## Does any of this actually work?

That’s… quite important. I’ve gotten a “hello world” algorithm working in plain C++ with MinGW, but haven’t yet tested Conan’s CMake file, or the GLM library. Also I would like to figure out how to do basic operations like, multiplying a thing by a matrix.

I wrote a simple program that’s supposed to instantiate a vector and a matrix, rotate one by the other, and print the result to the console.

Then I got stuck because I didn’t understand how CMake works.

After a bit of poking, I found out that I need to write the CMakeLists.txt file myself. I guess that makes sense.

Then there was a whole mess of making it use the right compiler and so on. Eventually I figured out I needed to use CMake’s -D flag to tell it to use GCC, but first delete the incorrect CMake cache. So last I had… a makefile.

So, now to use mingw32-make to *actually compile the thing* and see if my code is wrong.

Then I got a huge list of error messages because it seems this vector format doesn’t play nice with the stream operator <<. Fair enough, that was just a guess.

So I quickly rewrote that bit to use the components directly. That’s fine.

Next I had a problem with the code for generating a rotation matrix. Checking the docs… oh crap I forgot the angle lol. Uh, call it one radian.

So here’s the code I ended up with:

#include <iostream> #include <glm/vec3.hpp> #include <glm/vec4.hpp> #include <glm/mat4x4.hpp> #include <glm/gtc/matrix_transform.hpp> int main() { glm::mat4 rot = glm::rotate(glm::mat4(1.0f),1.0f,glm::vec3(0.0f,0.0f,1.0f)); glm::vec4 vec(1.0f,0.0f,0.0f,0.0f); glm::vec4 rotatedVec = rot * vec; std::cout << rotatedVec[0] << "," << rotatedVec[1] << "," << rotatedVec[2] << "," << rotatedVec[3]; return 0; }

The result was 0.540302,0.841471,0,0. Plug those numbers into the Euclidean norm calculation (square each one, add together, take square root) and you get 0.999999695045 which is almost exactly 1, exactly as you’d expect from multiplying a unit vector by a rotation matrix. So I’m in business: software is compiling and doing what I expect.

## The algorithm

As I understand it, a simple rasterisation algorithm goes like this:

- Load a list of models consisting of triangles consisting of points
- Apply the model transformation matrix, view matrix and perspective transformation matrix (multiplied together as the camera matrix) to each point to transform the triangles into clip space
- normalise the vectors with the perspective divide to go into normalised device coordinates
- initialise a frame buffer and z-buffer
- For each triangle:
- Calculate the bounding box in the xy plane
- For each pixel in the frame buffer that’s in the bounding box:
- Test if the pixel is contained in the triangle
- If it is, find the z-value of the triangle under this pixel
- If it’s closer to the camera than the current value of the z-buffer for this pixel, replace the colour pixel with the triangle’s colour

- view/export the frame buffer as an image

## Representing triangles

Triangles are the basic primitive, so the most obvious first thing to do to me seems to be to implement a triangle class.
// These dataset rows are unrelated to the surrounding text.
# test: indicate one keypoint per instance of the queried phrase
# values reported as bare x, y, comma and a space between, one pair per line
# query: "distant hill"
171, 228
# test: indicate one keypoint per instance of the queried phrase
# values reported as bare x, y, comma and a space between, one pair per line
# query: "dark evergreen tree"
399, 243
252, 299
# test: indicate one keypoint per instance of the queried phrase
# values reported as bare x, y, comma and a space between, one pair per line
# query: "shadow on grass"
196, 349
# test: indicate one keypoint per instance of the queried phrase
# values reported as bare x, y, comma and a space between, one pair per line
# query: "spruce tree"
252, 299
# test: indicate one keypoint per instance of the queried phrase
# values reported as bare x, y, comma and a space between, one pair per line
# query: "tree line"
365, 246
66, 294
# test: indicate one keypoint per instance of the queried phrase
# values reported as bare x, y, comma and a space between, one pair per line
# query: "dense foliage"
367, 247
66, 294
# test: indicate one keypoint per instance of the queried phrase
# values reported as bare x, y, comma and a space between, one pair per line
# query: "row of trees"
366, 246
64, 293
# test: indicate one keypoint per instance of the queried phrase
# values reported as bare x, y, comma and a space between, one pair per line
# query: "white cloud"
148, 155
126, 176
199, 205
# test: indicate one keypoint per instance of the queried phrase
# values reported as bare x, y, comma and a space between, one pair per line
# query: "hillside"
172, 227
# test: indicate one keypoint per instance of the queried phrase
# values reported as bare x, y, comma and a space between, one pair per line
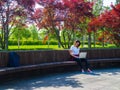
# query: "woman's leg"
86, 63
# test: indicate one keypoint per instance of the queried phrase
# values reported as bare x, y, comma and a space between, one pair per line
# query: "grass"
35, 47
51, 47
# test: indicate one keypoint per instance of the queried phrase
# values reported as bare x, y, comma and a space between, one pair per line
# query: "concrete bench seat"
8, 70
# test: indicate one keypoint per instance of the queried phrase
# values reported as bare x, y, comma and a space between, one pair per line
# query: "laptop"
83, 55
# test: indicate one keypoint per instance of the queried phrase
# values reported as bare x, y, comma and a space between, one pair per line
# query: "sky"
108, 2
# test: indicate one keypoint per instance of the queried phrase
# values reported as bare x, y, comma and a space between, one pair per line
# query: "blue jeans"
80, 62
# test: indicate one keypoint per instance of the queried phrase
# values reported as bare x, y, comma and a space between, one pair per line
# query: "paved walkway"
104, 79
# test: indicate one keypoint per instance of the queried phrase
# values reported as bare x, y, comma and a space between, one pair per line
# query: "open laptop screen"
82, 54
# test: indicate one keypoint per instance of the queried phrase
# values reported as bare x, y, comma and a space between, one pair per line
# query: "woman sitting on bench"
74, 52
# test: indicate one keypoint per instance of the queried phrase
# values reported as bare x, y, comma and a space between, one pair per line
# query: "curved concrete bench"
58, 58
8, 70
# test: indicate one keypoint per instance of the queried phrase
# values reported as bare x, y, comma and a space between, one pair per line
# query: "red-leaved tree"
57, 15
109, 20
11, 13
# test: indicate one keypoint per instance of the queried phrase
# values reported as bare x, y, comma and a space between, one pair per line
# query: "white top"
75, 50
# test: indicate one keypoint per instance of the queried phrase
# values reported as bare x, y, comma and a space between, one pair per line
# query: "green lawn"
35, 47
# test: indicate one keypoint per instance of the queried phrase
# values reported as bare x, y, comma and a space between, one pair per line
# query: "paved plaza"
100, 79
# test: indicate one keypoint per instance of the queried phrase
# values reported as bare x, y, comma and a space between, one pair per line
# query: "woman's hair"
77, 41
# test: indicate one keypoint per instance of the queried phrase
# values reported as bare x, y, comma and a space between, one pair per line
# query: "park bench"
95, 61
What does my triangle have to do? Internally, it will store the three points of the triangle in 3D space, either as 3-vectors or 4D vectors in homogeneous coordinates (with the fourth coordinate always 1). From that I need to be able to project the triangle’s points into clip space and then to NDCs - this could be a function that takes a triangle and returns a new object, or a method on the triangle class. The object-oriented programmer in me says there should be only one representation of the underlying data and the transformations of the triangle should be returned by methods, but from what I understand of the openGL pipeline, I won’t be able to do that kind of thing when I’m writing shaders. Could be wrong about that.
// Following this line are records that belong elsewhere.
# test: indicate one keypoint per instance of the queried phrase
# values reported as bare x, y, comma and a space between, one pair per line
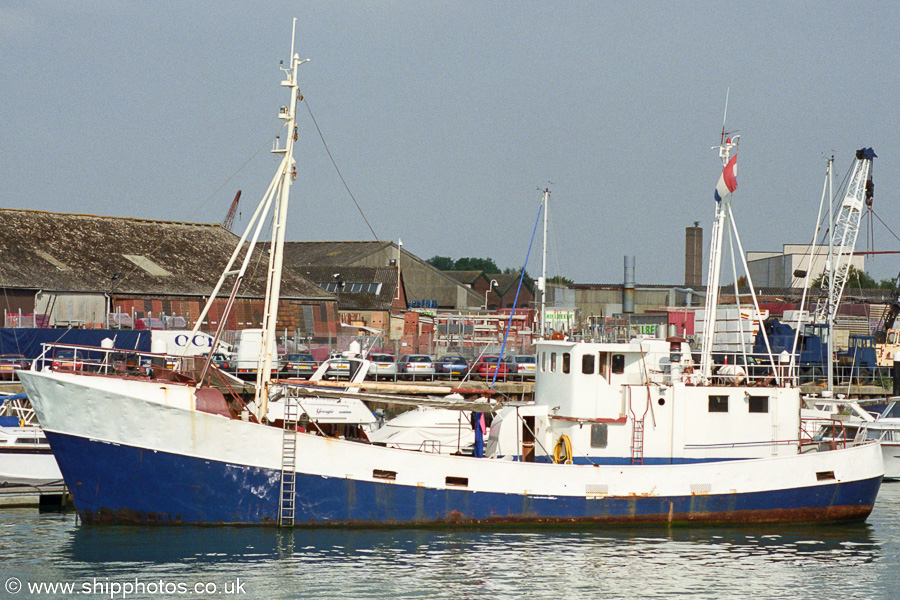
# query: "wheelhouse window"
759, 404
718, 404
599, 435
587, 364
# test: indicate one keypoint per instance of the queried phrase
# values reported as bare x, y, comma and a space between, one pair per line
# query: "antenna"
724, 116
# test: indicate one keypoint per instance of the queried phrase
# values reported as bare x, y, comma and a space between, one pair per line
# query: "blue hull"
118, 483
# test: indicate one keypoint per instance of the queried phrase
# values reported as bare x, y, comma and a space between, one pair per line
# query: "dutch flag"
728, 180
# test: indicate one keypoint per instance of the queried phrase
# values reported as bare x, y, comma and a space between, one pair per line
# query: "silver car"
383, 365
416, 365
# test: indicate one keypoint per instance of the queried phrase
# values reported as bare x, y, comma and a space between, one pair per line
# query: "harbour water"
844, 561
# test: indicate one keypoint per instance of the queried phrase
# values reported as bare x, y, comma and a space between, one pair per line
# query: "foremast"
727, 147
286, 174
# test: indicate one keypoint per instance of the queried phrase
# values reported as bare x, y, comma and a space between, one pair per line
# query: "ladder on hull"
288, 464
637, 442
637, 432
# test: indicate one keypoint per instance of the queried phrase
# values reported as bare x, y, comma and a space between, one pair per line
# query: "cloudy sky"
445, 119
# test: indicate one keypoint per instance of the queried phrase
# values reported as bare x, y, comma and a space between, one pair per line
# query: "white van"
247, 344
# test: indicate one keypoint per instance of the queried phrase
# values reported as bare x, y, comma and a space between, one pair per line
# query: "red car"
487, 365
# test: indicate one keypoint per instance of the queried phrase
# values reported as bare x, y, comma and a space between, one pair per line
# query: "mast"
829, 342
544, 267
284, 178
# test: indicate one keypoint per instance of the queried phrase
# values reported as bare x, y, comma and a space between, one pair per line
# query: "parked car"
299, 365
416, 365
487, 365
521, 365
69, 360
383, 365
10, 363
451, 365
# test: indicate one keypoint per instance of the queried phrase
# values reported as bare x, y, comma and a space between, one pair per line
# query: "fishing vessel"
628, 433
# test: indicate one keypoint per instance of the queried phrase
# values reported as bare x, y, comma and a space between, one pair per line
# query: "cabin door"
527, 439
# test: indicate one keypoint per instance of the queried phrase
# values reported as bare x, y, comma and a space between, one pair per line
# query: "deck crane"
229, 218
859, 196
844, 231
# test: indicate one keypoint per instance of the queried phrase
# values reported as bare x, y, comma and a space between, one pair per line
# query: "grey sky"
446, 117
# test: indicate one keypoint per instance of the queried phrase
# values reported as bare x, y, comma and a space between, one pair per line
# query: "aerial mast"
726, 185
544, 266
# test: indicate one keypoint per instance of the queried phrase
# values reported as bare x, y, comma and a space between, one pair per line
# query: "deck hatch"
386, 475
596, 489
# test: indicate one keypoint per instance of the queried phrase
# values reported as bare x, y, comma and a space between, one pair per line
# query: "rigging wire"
334, 163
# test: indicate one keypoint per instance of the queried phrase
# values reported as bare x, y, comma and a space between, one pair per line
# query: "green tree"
476, 264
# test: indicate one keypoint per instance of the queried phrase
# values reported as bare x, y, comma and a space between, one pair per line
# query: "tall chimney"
693, 256
628, 288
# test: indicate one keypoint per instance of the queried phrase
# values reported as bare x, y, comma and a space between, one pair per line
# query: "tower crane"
229, 218
859, 196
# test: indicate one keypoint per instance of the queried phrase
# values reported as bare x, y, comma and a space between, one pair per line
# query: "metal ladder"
288, 463
637, 442
637, 433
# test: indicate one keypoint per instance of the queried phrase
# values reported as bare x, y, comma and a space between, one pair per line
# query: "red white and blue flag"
728, 180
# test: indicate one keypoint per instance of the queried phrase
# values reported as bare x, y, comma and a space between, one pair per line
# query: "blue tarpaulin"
28, 342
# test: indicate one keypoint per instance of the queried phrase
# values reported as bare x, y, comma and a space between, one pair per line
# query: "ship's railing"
821, 433
114, 361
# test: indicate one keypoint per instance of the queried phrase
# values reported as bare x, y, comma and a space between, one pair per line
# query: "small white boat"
886, 430
28, 468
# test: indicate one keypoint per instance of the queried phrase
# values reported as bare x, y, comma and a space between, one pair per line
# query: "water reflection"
860, 560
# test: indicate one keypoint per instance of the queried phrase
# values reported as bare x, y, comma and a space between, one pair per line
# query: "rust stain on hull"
455, 519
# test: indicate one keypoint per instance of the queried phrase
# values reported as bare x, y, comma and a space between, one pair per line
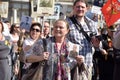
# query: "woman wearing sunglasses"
56, 58
34, 35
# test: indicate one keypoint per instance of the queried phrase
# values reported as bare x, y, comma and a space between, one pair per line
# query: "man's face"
79, 9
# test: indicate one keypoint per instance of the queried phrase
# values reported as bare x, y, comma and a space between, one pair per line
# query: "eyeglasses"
37, 30
17, 27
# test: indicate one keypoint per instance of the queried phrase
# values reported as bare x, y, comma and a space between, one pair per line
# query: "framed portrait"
34, 8
4, 9
26, 22
46, 6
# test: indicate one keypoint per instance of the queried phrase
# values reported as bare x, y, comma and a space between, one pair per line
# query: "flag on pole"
111, 11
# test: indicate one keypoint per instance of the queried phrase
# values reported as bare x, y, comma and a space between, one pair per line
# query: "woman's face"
35, 32
80, 9
60, 29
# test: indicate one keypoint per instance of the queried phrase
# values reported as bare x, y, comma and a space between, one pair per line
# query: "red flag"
111, 11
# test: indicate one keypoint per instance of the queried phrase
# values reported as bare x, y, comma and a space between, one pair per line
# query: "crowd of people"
74, 49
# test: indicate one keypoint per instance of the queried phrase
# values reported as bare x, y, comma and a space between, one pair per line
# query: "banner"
111, 11
41, 7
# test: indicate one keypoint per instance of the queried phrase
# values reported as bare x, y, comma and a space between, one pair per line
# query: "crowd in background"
94, 48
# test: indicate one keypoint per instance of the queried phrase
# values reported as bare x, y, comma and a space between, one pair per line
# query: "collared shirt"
85, 47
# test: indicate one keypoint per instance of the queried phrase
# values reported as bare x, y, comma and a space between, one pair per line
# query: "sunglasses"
37, 30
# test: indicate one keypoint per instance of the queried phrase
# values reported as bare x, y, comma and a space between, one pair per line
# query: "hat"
112, 28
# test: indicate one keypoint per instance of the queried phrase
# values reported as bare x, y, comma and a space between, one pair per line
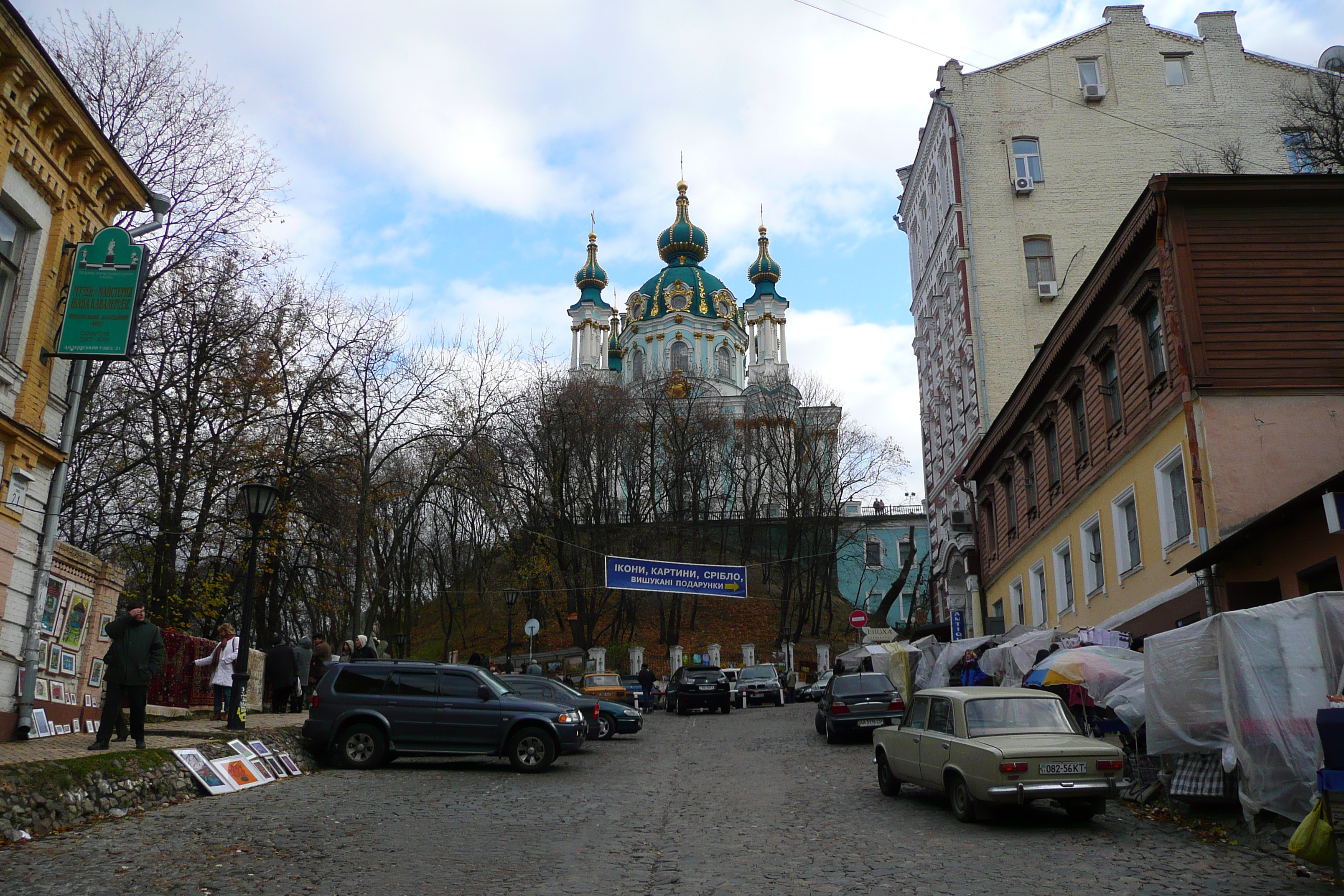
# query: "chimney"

I guess like, a simple approach would be to have a triangle class, and a method ‘multiply by matrix’ that multiplies the vertices of the triangle all by the same matrix and returns a new triangle with those vertices? And this will mean we won’t have to recalculate the transformed triangle every time.
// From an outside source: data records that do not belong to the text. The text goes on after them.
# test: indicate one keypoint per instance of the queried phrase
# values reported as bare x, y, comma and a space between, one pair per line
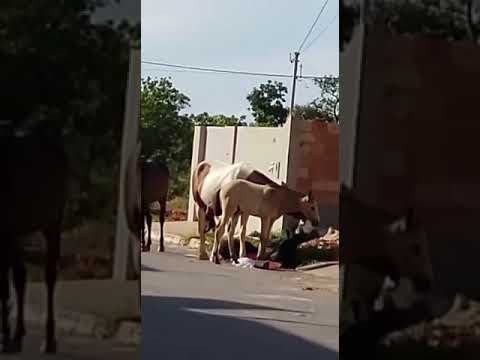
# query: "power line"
223, 71
320, 33
313, 26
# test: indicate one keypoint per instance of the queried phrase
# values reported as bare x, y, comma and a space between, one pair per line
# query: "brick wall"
417, 144
315, 149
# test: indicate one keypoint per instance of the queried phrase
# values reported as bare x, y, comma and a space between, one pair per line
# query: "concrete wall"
311, 148
417, 145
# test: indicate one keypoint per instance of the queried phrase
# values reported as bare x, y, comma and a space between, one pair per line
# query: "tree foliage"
204, 119
448, 19
267, 104
310, 112
167, 134
329, 100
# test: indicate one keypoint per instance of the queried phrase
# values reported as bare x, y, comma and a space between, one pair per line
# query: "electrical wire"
320, 34
223, 71
313, 26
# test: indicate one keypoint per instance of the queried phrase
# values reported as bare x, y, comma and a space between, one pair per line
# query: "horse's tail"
199, 172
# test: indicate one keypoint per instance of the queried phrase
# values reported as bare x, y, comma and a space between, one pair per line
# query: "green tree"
267, 104
310, 112
329, 100
204, 119
167, 134
449, 19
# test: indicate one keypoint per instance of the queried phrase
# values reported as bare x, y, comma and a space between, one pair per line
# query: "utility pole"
294, 84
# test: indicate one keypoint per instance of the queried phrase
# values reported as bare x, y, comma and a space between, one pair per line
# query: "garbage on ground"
330, 240
455, 328
259, 264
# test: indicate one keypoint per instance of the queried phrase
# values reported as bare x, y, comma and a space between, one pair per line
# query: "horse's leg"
143, 228
163, 210
149, 230
243, 233
52, 235
219, 231
19, 280
264, 236
202, 253
5, 297
231, 232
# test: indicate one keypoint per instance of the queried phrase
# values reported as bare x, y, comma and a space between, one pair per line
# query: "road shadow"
170, 330
148, 268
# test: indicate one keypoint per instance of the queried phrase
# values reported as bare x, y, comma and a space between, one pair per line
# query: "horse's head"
309, 209
408, 248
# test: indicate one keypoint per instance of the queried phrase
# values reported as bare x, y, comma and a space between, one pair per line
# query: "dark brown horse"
34, 190
155, 178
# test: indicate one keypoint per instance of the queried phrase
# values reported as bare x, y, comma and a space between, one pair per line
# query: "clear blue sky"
249, 35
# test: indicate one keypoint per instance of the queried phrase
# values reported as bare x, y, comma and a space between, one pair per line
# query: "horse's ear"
410, 218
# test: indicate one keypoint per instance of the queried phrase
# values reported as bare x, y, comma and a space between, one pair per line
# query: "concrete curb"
319, 265
89, 325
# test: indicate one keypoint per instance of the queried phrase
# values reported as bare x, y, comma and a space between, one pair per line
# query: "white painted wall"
129, 145
350, 67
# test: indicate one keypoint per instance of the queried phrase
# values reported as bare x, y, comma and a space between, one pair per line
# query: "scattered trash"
251, 263
457, 326
330, 240
245, 263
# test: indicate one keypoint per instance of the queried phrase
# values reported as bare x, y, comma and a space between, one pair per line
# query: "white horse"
241, 198
207, 179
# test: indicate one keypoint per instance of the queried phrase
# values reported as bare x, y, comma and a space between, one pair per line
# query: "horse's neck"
289, 201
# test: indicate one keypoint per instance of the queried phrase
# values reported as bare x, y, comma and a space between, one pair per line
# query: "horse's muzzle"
422, 284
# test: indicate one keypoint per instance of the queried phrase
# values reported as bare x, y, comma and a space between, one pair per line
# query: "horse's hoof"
49, 347
203, 256
12, 347
214, 259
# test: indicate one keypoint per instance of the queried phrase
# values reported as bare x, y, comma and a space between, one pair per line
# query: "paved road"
73, 348
194, 310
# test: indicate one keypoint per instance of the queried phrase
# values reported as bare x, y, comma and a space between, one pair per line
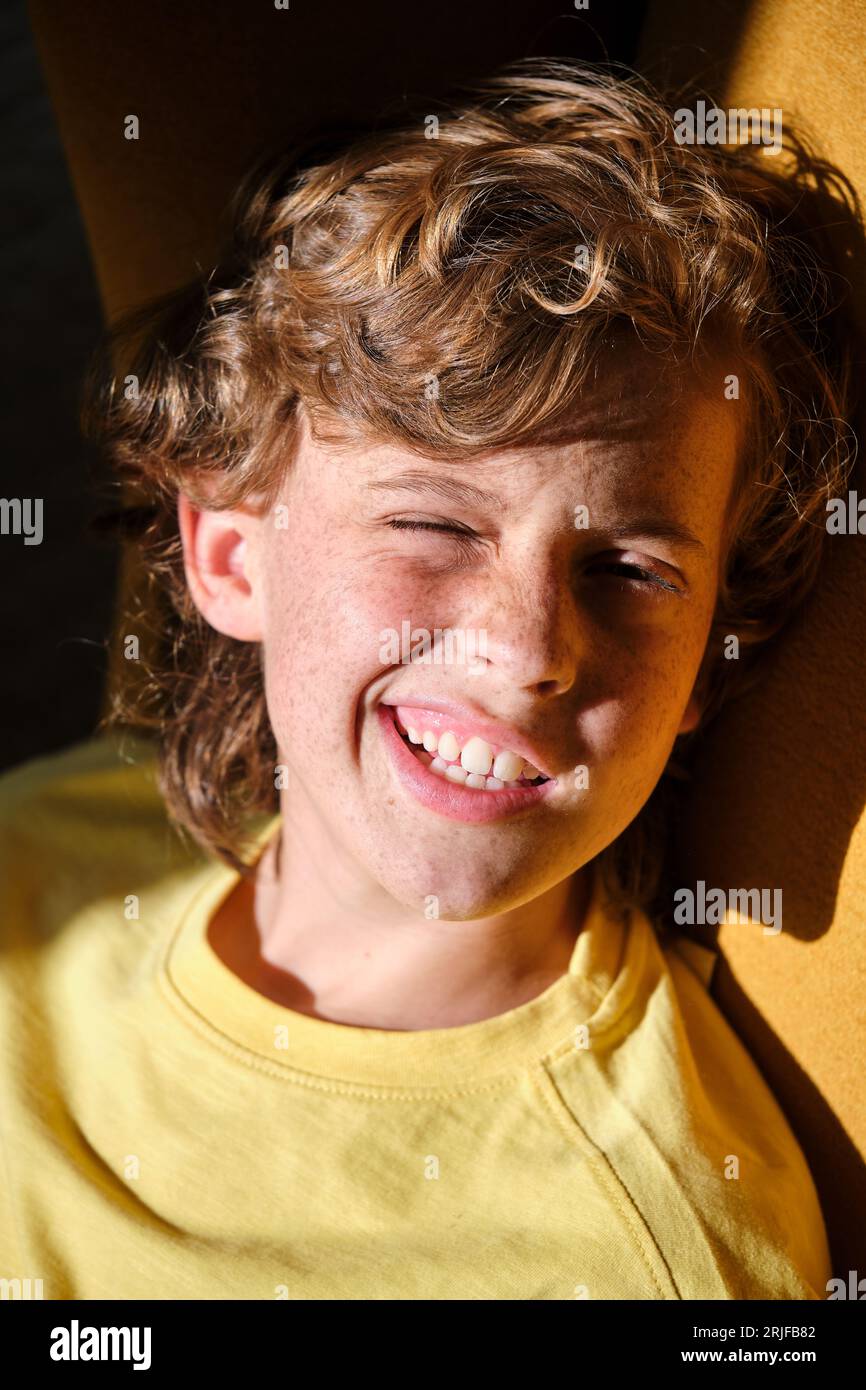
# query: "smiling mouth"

What else should a triangle be able to do? Well, we need to be able to test whether a point in the xy plane is inside or outside the triangle. We need to be able to compute bounding boxes of triangles in the xy plane too. And we need to linearly interpolate quantities defined at the vertices over the whole triangle. At a minimum, that’s the z-value.

Part of this project is learning how to use C++ better, so lets use header files and put our triangle class in its own file to get compiled and linked later. I should probably also adopt a test-driven approach if we’re going to do things Properly Properly.

## Unit tests: oh wait

My dad is a programmer and the main thing he encourages me to do is to write tests. This project, I’m going to try to actually take that to heart.

Like everything else, C++ couldn’t be content with just one unit testing framework. Oh, no. But Google’s one seems to be pretty popular, so rather than put a lot of effort into looking, I’ll just go with that. It’s available on Conan too.

Anyway, despite accomplishing almost nothing tangible, I think I need to wrap up my post now and go to bed. Tomorrow: I write some tests, and then a triangle that passes them? Something like that.